Gandhi recognized Bhagat Singh's heroism, although he rejected his technique. What he said about Bhagat Singh after the execution (on March 23, 1931) remains as much an example of Gandhi's political courage even as Bhagat Singh's own attitude to the gallows represented the pinnacle of physical courage. (It should be remembered that this was at a time when Bhagat Singh had acquired legend/martyr status and Gandhi himself was under attack for not having done enough to secure his release). On March 29, 1931 Gandhi wrote in his journal, Young India:

"Bhagat Singh and his two associates have been hanged. The Congress made many attempts to save their lives and the Government entertained many hopes of it, but all has been in a vain.

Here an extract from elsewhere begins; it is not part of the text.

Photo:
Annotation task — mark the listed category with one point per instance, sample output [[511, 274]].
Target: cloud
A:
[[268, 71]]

"Bhagat Singh did not wish to live. He refused to apologize, or even file an appeal. Bhagat Singh was not a devotee of non-violence, but he did not subscribe to the religion of violence. He took to violence due to helplessness and to defend his homeland. In his last letter, Bhagat Singh wrote -- 'I have been arrested while waging a war. For me there can be no gallows. Put me into the mouth of a cannon and blow me off.' These heroes had conquered the fear of death. Let us bow to them a thousand times for their heroism.

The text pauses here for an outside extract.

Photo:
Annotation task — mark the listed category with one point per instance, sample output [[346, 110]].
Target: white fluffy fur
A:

"But we should not imitate their act. In our land of millions of destitute and crippled people, if we take to the practice of seeking justice through murder, there will be a terrifying situation. Our poor people will become victims of our atrocities. By making a dharma of violence, we shall be reaping the fruit of our own actions.

"Hence, though we praise the courage of these brave men, we should never countenance their activities. Our dharma is to swallow our anger, abide by the discipline of non-violence and carry out our duty."

The temptation to pit Gandhi and Bhagat Singh against each other is little more than a dilettantish pastime. For all their differences, Gandhi could criticize Bhagat Singh's violence with a free conscience only because he himself was equally ready to die for the country. Bhagat Singh (as Subhash Bose later, who gave Gandhi the title of Father of the Nation) knew what Gandhi meant to India, and urged youth to join Gandhi's movement. Similarly, despite Gandhi being a man of faith and Bhagat Singh a non-believer (though I read that he began his letters to his uncle with an OM -- a Hindu symbol of auspiciousness), neither one held with religious sectarianism (a la a Jinnah or a Savarkar). Thus in the larger battle, Gandhi and Bhagat Singh must be classed in the same camp -- as against that of the supplicants.

The journalist and cartoonist Rajinder Puri, who is highly critical of Gandhi's inability (he hints at reluctance) to save Bhagat Singh from the gallows, relates a wonderful story: At the height of the communal frenzy in India in 1946-47, when the Congress leadership overrode Gandhi's objections and accepted partition, Gandhi remarked, I only wish I had my son by my side. "Who are you talking about? Harilal? Manilal...?" asked someone nearby, echoing the names of Gandhi's sons. "No, No", said Gandhi, shaking his head. "Subhas..."

He was talking about his political children, in this case, Subhas Chandra Bose. But he might just as soon have said 'grandson' and "Bhagat Singh".

Above all, both men were Idealists who could lay claim to these words of the young Karl Marx (written before his own conversion to Materialism): "If we have chosen the position in life in which we can most of all work for mankind, no burdens can bow us down, because they are sacrifices for the benefit of all; then we shall experience no petty, limited, selfish joy, but our happiness will belong to millions, our deeds will live on quietly but perpetually at work, and over our ashes will be shed the hot tears of noble people."

Bibliography:

1. http://www.shahidbhagatsingh.org contains many photographs of Bhagat Singh and his associates, and a number of his writings including his jail journal.

2. Rajinder Puri's critique of Gandhi and the Congress with regard to Bhagat Singh's execution can be found in his book, "Re-discovery of India".